Cathie Wood’s flagship ETF is on the verge of wiping out all 2021 gains

(Bloomberg) – A 20% drop in its everyday highs left Cathie Wood’s flagship exchange-traded fund with the least profits for 2021. It increasingly saw a risk on Thursday.

The Ark Innovation ETF (ticker ARKK) fell 5.2% in New York at 10:18 p.m. Assuming the decline continues, the $ 22.9 billion fund will easily obliterate all of its price advances for the year – the latest point on the way to what is still one of Wall Street’s hottest products.

ARKK is caught in a sell-out in expensive parts of the market, especially the technology sector, as the fear of inflation grows and the yield of bonds rises.
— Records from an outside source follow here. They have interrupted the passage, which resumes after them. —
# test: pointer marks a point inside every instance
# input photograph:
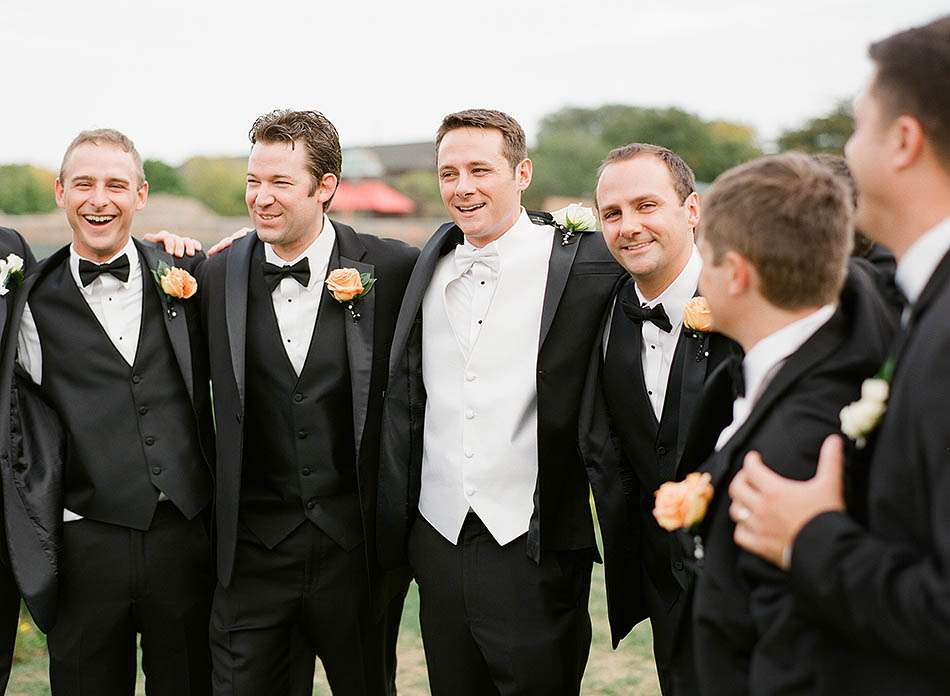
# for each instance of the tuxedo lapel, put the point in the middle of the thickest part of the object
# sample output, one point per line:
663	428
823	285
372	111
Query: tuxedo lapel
445	238
235	305
359	334
817	348
174	315
559	270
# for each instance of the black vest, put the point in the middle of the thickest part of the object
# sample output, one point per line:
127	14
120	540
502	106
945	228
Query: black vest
132	430
649	446
299	453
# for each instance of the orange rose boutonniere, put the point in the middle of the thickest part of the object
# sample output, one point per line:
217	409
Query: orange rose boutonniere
176	283
682	504
347	285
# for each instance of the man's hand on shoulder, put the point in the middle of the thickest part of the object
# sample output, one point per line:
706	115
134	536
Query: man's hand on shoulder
227	241
174	244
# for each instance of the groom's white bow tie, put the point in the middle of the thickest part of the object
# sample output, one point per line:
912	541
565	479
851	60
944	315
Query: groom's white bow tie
466	255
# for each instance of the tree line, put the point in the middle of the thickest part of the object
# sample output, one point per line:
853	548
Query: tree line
570	145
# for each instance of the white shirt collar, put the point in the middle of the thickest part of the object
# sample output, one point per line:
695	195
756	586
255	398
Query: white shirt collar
129	250
765	355
680	291
318	253
921	259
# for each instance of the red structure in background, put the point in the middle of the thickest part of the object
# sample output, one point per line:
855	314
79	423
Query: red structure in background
371	196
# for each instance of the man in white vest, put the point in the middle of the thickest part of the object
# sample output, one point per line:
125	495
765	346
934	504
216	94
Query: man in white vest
481	488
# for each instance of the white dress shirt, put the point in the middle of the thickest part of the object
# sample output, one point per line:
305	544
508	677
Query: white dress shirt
480	331
297	306
921	259
765	359
116	305
658	347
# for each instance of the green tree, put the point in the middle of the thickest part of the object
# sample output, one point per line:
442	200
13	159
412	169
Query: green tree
573	141
218	182
827	133
26	189
164	178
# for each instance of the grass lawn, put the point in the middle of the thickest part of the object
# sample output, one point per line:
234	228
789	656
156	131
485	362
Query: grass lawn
629	671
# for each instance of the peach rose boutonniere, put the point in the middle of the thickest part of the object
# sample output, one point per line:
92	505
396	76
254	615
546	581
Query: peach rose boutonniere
681	505
348	286
176	283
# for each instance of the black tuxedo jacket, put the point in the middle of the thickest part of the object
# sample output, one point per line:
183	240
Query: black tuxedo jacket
368	341
886	587
623	482
580	277
33	442
750	633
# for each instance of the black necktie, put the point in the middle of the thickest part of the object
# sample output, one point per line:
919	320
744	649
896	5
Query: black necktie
639	313
118	267
300	272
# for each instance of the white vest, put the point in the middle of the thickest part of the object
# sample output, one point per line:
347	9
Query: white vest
480	443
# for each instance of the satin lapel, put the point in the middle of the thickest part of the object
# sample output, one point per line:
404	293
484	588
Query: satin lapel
696	360
235	305
173	313
444	238
828	338
359	334
559	270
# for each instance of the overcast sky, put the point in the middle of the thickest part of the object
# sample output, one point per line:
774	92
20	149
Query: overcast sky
185	78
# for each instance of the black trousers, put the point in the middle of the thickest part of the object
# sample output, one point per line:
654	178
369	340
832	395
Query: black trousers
116	582
672	625
305	598
9	615
493	622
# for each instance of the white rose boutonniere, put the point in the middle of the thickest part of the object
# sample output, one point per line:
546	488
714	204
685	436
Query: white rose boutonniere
572	219
861	417
11	273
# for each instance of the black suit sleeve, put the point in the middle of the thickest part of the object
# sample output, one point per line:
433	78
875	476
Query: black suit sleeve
885	592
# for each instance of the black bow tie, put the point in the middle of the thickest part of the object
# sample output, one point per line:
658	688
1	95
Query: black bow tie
300	272
639	313
118	267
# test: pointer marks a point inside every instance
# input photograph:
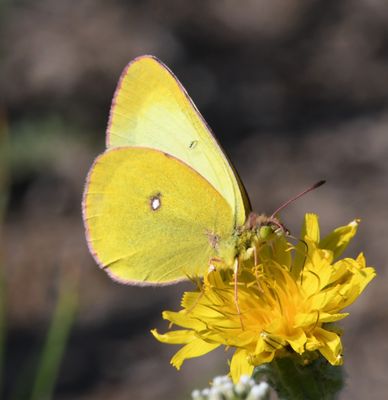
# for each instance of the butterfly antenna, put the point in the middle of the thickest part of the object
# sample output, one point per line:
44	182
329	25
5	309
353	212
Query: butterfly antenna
315	186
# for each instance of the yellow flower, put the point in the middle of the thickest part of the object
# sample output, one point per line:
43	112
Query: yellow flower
287	303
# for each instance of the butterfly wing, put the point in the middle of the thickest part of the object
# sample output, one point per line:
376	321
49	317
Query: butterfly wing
152	219
152	109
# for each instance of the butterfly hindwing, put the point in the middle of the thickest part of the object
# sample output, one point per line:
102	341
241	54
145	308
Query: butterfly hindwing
152	219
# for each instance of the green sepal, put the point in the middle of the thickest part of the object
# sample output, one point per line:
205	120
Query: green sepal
317	380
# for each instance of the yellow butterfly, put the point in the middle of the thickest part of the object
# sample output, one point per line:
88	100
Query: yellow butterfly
163	202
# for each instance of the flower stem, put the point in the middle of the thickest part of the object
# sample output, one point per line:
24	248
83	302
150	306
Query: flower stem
293	381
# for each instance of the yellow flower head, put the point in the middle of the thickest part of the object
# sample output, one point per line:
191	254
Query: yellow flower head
287	303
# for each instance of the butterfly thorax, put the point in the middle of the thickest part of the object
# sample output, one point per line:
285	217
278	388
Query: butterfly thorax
257	230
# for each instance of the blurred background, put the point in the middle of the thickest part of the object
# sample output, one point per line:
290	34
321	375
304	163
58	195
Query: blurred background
295	90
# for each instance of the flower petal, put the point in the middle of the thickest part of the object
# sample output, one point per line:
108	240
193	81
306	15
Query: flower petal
338	240
195	348
181	336
240	365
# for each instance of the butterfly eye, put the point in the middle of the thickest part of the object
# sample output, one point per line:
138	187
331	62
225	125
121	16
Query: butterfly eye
156	202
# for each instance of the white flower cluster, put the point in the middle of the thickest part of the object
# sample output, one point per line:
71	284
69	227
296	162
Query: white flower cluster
223	388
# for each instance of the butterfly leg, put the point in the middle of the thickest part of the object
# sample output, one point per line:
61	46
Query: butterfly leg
235	273
256	261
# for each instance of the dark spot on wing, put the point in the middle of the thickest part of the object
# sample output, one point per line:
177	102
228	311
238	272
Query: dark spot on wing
155	201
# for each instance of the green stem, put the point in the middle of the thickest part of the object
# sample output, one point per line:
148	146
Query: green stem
62	321
293	381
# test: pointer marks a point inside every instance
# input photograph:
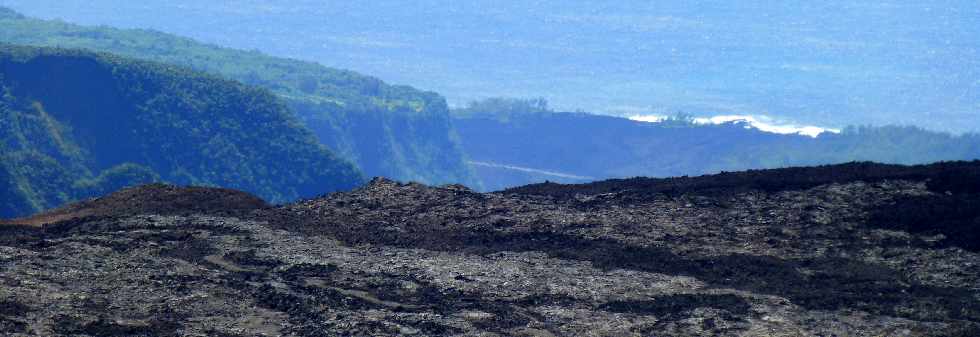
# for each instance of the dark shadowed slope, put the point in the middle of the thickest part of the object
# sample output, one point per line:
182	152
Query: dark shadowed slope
387	130
76	124
151	199
796	252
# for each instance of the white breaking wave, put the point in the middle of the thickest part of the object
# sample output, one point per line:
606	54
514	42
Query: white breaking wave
762	123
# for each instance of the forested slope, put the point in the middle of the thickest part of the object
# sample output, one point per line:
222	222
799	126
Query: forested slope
393	131
75	124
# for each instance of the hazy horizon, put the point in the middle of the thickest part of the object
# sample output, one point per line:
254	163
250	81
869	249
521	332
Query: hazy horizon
828	64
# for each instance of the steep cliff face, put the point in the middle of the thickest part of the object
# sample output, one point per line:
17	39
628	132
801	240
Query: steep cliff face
76	124
808	251
386	130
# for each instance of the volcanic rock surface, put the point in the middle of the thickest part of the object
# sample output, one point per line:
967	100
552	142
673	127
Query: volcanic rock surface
849	250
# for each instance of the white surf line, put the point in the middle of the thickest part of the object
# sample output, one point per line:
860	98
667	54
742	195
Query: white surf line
760	123
529	170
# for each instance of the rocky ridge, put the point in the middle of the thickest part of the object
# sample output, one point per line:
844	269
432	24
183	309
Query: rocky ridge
848	250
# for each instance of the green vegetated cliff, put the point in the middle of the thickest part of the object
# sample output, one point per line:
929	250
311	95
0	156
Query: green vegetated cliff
505	139
393	131
75	124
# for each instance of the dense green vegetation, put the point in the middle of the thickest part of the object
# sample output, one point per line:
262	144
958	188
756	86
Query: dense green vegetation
582	147
392	131
75	124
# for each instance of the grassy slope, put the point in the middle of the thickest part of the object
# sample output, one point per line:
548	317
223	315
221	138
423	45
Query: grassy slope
393	131
75	124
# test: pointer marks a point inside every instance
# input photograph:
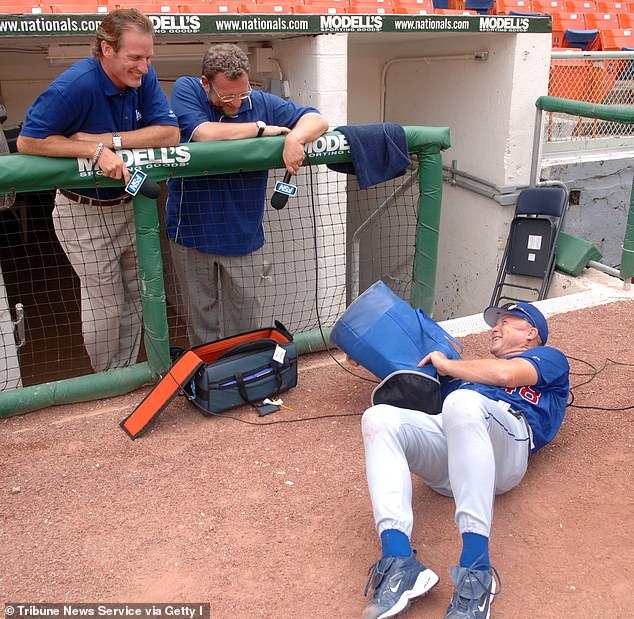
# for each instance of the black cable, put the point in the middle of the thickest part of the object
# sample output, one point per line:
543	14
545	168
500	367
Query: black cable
593	375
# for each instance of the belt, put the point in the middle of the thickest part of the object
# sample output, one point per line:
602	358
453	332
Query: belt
520	415
76	197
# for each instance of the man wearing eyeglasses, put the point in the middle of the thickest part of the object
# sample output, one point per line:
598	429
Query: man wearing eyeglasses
506	409
214	223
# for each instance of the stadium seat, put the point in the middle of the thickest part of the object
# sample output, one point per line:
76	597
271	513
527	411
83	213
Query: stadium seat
580	39
580	6
549	6
269	7
85	7
504	7
415	5
626	20
566	21
602	20
617	38
382	8
613	6
412	10
22	9
321	7
208	7
10	7
484	7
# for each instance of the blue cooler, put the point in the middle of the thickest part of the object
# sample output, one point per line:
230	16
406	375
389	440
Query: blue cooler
388	337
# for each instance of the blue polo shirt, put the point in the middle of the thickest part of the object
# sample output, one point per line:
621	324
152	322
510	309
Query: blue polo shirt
222	214
544	403
83	98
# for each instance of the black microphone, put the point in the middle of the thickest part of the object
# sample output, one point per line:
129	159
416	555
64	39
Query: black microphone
150	189
140	183
283	189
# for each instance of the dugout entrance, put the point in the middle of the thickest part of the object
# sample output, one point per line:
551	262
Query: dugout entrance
306	248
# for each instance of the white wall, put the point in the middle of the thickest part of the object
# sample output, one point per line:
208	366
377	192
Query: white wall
489	107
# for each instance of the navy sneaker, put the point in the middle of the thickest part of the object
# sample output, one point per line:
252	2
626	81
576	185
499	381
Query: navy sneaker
396	581
474	592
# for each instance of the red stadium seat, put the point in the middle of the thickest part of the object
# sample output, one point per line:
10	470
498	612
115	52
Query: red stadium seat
321	8
617	38
548	6
83	8
269	7
415	6
580	6
371	7
613	6
454	12
602	20
626	20
208	7
11	7
504	7
412	10
566	21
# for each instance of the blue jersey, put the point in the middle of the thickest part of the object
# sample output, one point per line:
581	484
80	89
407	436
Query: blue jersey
83	98
542	404
222	214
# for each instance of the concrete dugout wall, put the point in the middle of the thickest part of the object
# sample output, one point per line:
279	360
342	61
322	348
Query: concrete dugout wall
490	109
488	105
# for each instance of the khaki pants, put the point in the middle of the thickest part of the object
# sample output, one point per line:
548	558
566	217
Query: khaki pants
100	243
219	289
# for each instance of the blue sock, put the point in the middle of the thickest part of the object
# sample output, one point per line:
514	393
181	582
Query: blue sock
395	543
475	550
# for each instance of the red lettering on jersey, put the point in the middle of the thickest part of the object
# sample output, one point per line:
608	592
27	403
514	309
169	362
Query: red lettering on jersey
526	393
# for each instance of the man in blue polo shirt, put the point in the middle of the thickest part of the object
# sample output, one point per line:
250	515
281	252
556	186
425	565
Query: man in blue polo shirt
215	222
99	105
505	409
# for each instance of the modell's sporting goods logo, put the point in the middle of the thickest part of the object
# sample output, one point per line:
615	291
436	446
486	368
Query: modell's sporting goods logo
164	157
501	23
328	145
350	23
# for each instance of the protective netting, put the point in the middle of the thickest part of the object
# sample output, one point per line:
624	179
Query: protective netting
52	328
605	81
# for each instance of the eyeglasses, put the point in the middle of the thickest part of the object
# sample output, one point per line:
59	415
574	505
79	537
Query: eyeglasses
229	98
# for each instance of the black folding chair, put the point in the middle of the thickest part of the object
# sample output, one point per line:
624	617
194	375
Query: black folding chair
529	257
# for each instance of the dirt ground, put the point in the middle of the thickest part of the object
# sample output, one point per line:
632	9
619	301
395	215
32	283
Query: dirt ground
267	519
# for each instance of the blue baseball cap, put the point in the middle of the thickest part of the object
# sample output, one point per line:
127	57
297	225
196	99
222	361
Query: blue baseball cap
527	311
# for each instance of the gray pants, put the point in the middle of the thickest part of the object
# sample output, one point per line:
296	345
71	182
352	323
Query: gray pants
472	451
100	242
222	295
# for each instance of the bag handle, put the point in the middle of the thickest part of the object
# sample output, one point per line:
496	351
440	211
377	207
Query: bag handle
252	346
242	390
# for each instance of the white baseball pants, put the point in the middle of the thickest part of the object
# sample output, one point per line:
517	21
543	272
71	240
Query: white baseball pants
474	449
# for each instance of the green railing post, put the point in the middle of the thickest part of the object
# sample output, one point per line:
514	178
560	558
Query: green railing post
156	329
427	228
ARKK’s largest stake, Tesla Inc., fell lower on Thursday after a sharp drop a day earlier. Of the fund’s other major investments, Square Inc. has decreased by 7% and Roku Inc. it decreased by 4.9%.

“In a world of low growth with low rates, low inflation expectations and low GDP growth, such companies have performed well,” Ross Mayfield, Baird’s investment strategy analyst, said of the ARKK’s interest. “If bond yields rise, if economically sensitive parts of the market like energy and finance outperform, these are the kind of companies that can take it on board first.”

Even with the recent decline, ARKK’s performance over the past year is still noticeable to almost any extent. The fund has risen more than 240% since its low in March nearly 12 months ago, and assets have risen from $ 1.5 billion.

ARKK and the $ 7.8 billion Ark Next Generation Internet ETF (ARKW) remain, according to Bloomberg Intelligence data, two of the best performing funds in the US $ 5.8 billion US ETF industry.

Investors mostly held on during the sale of ARKK, with a combined amount of $ 611 million traded on Friday and Monday. It compensates for the $ 150 million raised on Tuesday, the latest day for which data is available.

“After the impressive 2020 and continued gains in 2021, some digestion is to be expected, given ARKK’s focus on high-growth companies,” said Todd Rosenbluth, head of ETFs and mutual fund research at CFRA Research. “It will be interesting to see if investors show relative patience if there is a decline in days.”